# Current Gear



## ACGREEN (Feb 23, 2007)

You can view my equipment list in my signature. I am currently building a house with a home theater and will start documenting that with pictures. I am adding a front projection with an electric screen. I will save the rest for a surprise as I am excited about it.


----------



## ACGREEN (Feb 23, 2007)

Updated.
Main Theater Room

Denon AVR-5805 MkII Receiver
Panasonic PT-AE2000U Projector 1080P
Da-Lite Tensioned Contour Electrol Screen, High Contrast Cinema Perforated
Sony LCD HDTV 720P 
B&W 604 S2 Main Towers
Kef Reference 204 Center Speaker
B&W 601 S2 surround Speaker
Kef Ci200.2QT Rear Surround Speaker
Velodyne F-1500 Subwoofer
Sony ES 400 DVD changer DVP-CX777ES
Sony 400 Disk DVD/CD/SACD Changer DVP-CX985V
Toshiba HD-DVD HD-A30
Sony XBox 360 Premium
Panamax Power Conditioner
Monster Cable power conditioner
Monster Cable wiring
Harmony 890 Remote
Cox Cable Motorola HD receiver and DVR
Rotel SI-1230 12 Channel Amp

Upstairs Living Room (run from above equipment)
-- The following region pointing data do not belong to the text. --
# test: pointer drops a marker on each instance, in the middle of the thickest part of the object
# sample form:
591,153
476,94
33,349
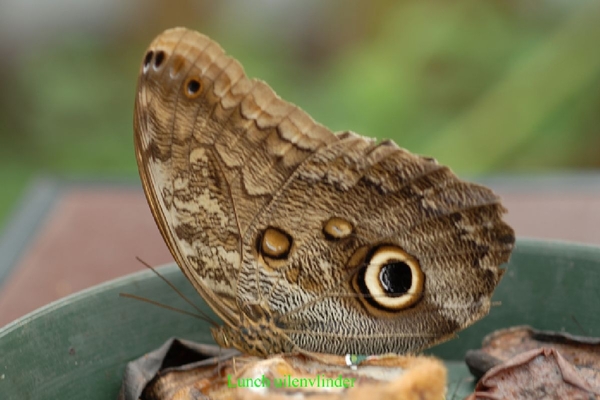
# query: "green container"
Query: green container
77,347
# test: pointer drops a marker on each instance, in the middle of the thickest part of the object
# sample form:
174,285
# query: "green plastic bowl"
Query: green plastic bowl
77,347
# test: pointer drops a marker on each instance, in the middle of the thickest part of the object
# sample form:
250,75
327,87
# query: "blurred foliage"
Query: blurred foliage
486,86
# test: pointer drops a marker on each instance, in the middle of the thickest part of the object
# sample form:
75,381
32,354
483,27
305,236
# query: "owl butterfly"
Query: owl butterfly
298,238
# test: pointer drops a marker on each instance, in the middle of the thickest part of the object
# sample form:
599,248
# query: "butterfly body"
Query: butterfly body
299,238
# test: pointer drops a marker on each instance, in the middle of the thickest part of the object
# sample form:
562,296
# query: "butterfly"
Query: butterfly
301,239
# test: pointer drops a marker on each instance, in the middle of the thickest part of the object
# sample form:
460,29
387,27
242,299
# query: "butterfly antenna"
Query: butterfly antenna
194,306
155,303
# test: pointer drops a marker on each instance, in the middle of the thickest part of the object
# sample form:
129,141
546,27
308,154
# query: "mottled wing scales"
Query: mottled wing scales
201,155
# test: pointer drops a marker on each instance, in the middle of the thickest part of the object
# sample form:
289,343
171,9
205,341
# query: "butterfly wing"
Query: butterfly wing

Sony Bravia 42" LCD HDTV 720P
Ceiling speakers (cheap 8" Pair)
Pioneer DVD Player DV-414 
Harmony 1000 Remote

Bedroom (run from above equipment)
TV coming soon
Cheap 6" ceiling speakers

Outside Deck (run from above equipment)
Speakers coming soon


----------



## Guest (Aug 16, 2008)

Very nice setup! If you dont mind me asking what do you use the sony lcd for in the theater?


----------



## ACGREEN (Feb 23, 2007)

I use the LCD to watch most of TV and XBox time. I only fire up the projector for Movies some XBox time.


----------